Heitor Scalambrini Costa
O que o cidadão brasileiro não aceita mais é a benevolência, para se
dizer o mínimo, com que as empresas elétricas são tratadas pelo Governo
Federal.
Dois pesos e duas medidas.
Enquanto a população brasileira, e ai não somente o consumidor sofre e é prejudicado
com a queda vertiginosa da qualidade do serviço elétrico oferecido e com as
altas tarifas, muito pouco é feito para reverter essa situação; já que
sistematicamente as empresas elétricas de geração, transmissão e distribuição
são “aliviadas” dos compromissos, inclusive contratuais, por quem devia
regulá-las fiscalizar.
Os “apagões” e “apaguinhos” já
são constantes na vida das pessoas, que sofrem as consequências de um péssimo
serviço prestado. Carente de manutenção, de investimentos de modernização, de
qualificação da mão de obra, de incompetência gerencial e com lucros cada vez
maiores (basta acompanhar a evolução dos balanços contábeis anuais), essas
empresas ainda pressionam, e conseguem com os gestores de plantão, mais e mais
benefícios. O que se resume a um “capitalismo sem risco” para quem está, ou
aventurou-se, nesse negocio.
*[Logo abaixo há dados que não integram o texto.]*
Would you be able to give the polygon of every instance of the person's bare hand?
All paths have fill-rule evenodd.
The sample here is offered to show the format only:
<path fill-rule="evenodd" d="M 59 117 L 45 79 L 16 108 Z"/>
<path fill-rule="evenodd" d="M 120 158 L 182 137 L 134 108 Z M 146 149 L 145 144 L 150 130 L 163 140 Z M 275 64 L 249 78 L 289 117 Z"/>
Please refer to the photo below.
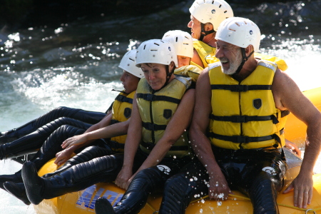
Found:
<path fill-rule="evenodd" d="M 61 144 L 61 147 L 63 148 L 68 148 L 72 146 L 85 143 L 87 141 L 87 136 L 86 134 L 75 136 L 64 141 Z"/>

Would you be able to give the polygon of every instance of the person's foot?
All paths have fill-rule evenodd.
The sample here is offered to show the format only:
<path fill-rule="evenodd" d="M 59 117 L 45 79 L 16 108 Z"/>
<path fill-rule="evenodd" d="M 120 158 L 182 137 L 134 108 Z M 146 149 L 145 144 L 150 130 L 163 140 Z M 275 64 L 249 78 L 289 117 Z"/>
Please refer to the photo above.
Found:
<path fill-rule="evenodd" d="M 12 181 L 14 183 L 22 182 L 21 171 L 19 170 L 12 175 L 0 175 L 0 188 L 6 190 L 4 187 L 4 183 L 6 181 Z"/>
<path fill-rule="evenodd" d="M 6 159 L 6 146 L 0 144 L 0 160 Z"/>
<path fill-rule="evenodd" d="M 114 214 L 113 206 L 105 198 L 99 198 L 95 203 L 96 214 Z"/>
<path fill-rule="evenodd" d="M 28 199 L 35 205 L 39 204 L 44 198 L 41 191 L 44 181 L 38 176 L 37 170 L 34 163 L 27 161 L 22 165 L 22 180 L 26 188 Z"/>
<path fill-rule="evenodd" d="M 15 183 L 6 181 L 4 183 L 4 187 L 8 193 L 22 200 L 26 205 L 30 205 L 31 203 L 26 195 L 24 183 Z"/>

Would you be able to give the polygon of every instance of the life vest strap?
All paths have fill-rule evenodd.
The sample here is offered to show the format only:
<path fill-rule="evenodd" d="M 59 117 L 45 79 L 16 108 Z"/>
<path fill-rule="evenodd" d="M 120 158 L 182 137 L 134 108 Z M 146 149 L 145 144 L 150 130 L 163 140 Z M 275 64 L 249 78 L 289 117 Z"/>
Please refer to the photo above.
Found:
<path fill-rule="evenodd" d="M 153 143 L 141 142 L 141 145 L 145 147 L 146 149 L 151 151 L 154 148 L 156 144 Z M 170 148 L 170 151 L 188 151 L 188 146 L 173 146 Z"/>
<path fill-rule="evenodd" d="M 113 124 L 115 124 L 115 123 L 119 123 L 118 121 L 114 120 L 114 119 L 111 119 L 111 125 L 113 125 Z"/>
<path fill-rule="evenodd" d="M 122 148 L 124 149 L 125 144 L 124 143 L 120 143 L 115 141 L 109 141 L 107 144 L 112 148 L 112 149 L 119 149 Z"/>
<path fill-rule="evenodd" d="M 180 99 L 175 98 L 167 96 L 158 96 L 151 93 L 139 93 L 136 94 L 137 98 L 143 98 L 147 101 L 168 101 L 179 104 Z"/>
<path fill-rule="evenodd" d="M 281 118 L 284 118 L 286 116 L 288 116 L 290 114 L 290 111 L 288 110 L 285 110 L 285 111 L 281 111 Z"/>
<path fill-rule="evenodd" d="M 143 127 L 149 131 L 159 131 L 165 130 L 167 126 L 143 122 Z"/>
<path fill-rule="evenodd" d="M 126 97 L 126 96 L 121 95 L 121 94 L 118 94 L 116 98 L 116 101 L 120 101 L 120 102 L 126 102 L 126 103 L 128 103 L 131 104 L 133 104 L 133 99 Z"/>
<path fill-rule="evenodd" d="M 280 131 L 280 135 L 282 135 L 284 133 L 284 129 Z M 280 141 L 280 138 L 276 134 L 272 134 L 267 136 L 262 137 L 249 137 L 249 136 L 228 136 L 219 135 L 217 133 L 214 133 L 213 132 L 208 133 L 208 136 L 210 138 L 216 138 L 218 140 L 230 141 L 235 143 L 248 143 L 252 142 L 260 142 L 265 141 L 272 139 L 276 139 L 277 142 Z"/>
<path fill-rule="evenodd" d="M 210 119 L 218 121 L 228 121 L 232 123 L 247 123 L 250 121 L 272 121 L 274 124 L 279 123 L 279 121 L 274 115 L 267 116 L 218 116 L 210 114 Z"/>
<path fill-rule="evenodd" d="M 234 92 L 245 92 L 252 90 L 271 90 L 271 85 L 210 85 L 212 90 L 223 89 Z"/>

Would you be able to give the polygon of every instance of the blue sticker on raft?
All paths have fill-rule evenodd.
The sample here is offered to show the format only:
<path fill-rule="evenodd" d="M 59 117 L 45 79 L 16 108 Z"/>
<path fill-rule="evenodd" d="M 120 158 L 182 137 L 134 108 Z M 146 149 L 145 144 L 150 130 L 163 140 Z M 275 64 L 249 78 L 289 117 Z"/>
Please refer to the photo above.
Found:
<path fill-rule="evenodd" d="M 105 189 L 99 188 L 99 190 L 96 191 L 93 198 L 93 200 L 91 203 L 91 200 L 93 198 L 93 193 L 95 193 L 96 188 L 97 186 L 96 185 L 93 185 L 86 188 L 83 192 L 81 195 L 79 196 L 79 198 L 78 199 L 76 204 L 82 208 L 86 208 L 93 210 L 95 208 L 96 200 L 99 197 L 106 198 L 113 206 L 116 205 L 121 200 L 121 197 L 123 197 L 122 193 L 118 193 L 111 190 L 106 191 L 106 193 L 103 195 L 101 195 Z"/>

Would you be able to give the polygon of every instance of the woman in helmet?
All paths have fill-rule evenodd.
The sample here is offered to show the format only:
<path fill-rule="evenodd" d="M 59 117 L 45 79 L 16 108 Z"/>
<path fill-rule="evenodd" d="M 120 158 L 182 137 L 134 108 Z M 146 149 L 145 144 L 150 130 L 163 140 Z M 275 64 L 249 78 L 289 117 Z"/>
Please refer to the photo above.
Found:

E não são poucos os aventureiros de primeira
viagem.
A população sofre as mazelas de
ter as frequentes interrupções de energia já incorporadas a seu cotidiano e
tudo o que isso acarreta; e mesmo assim ter que pagar tarifas caras (ai de quem
não pagar ou atrasar o pagamento).
Vejamos então mais recentemente
algumas medidas que constituem verdadeiro “saco de bondades” oferecidas àquelas
empresas.
No setor de geração, a resolução
da Agencia Nacional de Energia Elétrica (Aneel) nº 595/2013, de dezembro
passado, prevê algumas “bondades”. Por exemplo, a tolerância de três meses de
atraso para a aplicação de sanções e a exclusão de responsabilidades ao gerador
nas situações em que o atraso na operação ocorrer por caso “fortuito” ou “força
maior” (?). Também poderá repassar ao consumidor o valor integral da energia
comprada no mercado para atender a seus compromissos. O que significa que o
consumidor vai pagar, pela ineficiência das empresas, que deixaram de produzir
a quantidade de energia contratada no tempo determinado. Complementando sua
quota de geração com a compra de energia às termelétricas (energia mais cara),
repassando o aumento do preço da energia daí resultante ao Governo Federal, e
assim aos contribuintes (nós). Na resolução anterior de 2005, a de no 165, as
regras eram mais severas, pois as geradoras, quando atrasassem seus
compromissos, não podiam repassar aos consumidores os gastos extras.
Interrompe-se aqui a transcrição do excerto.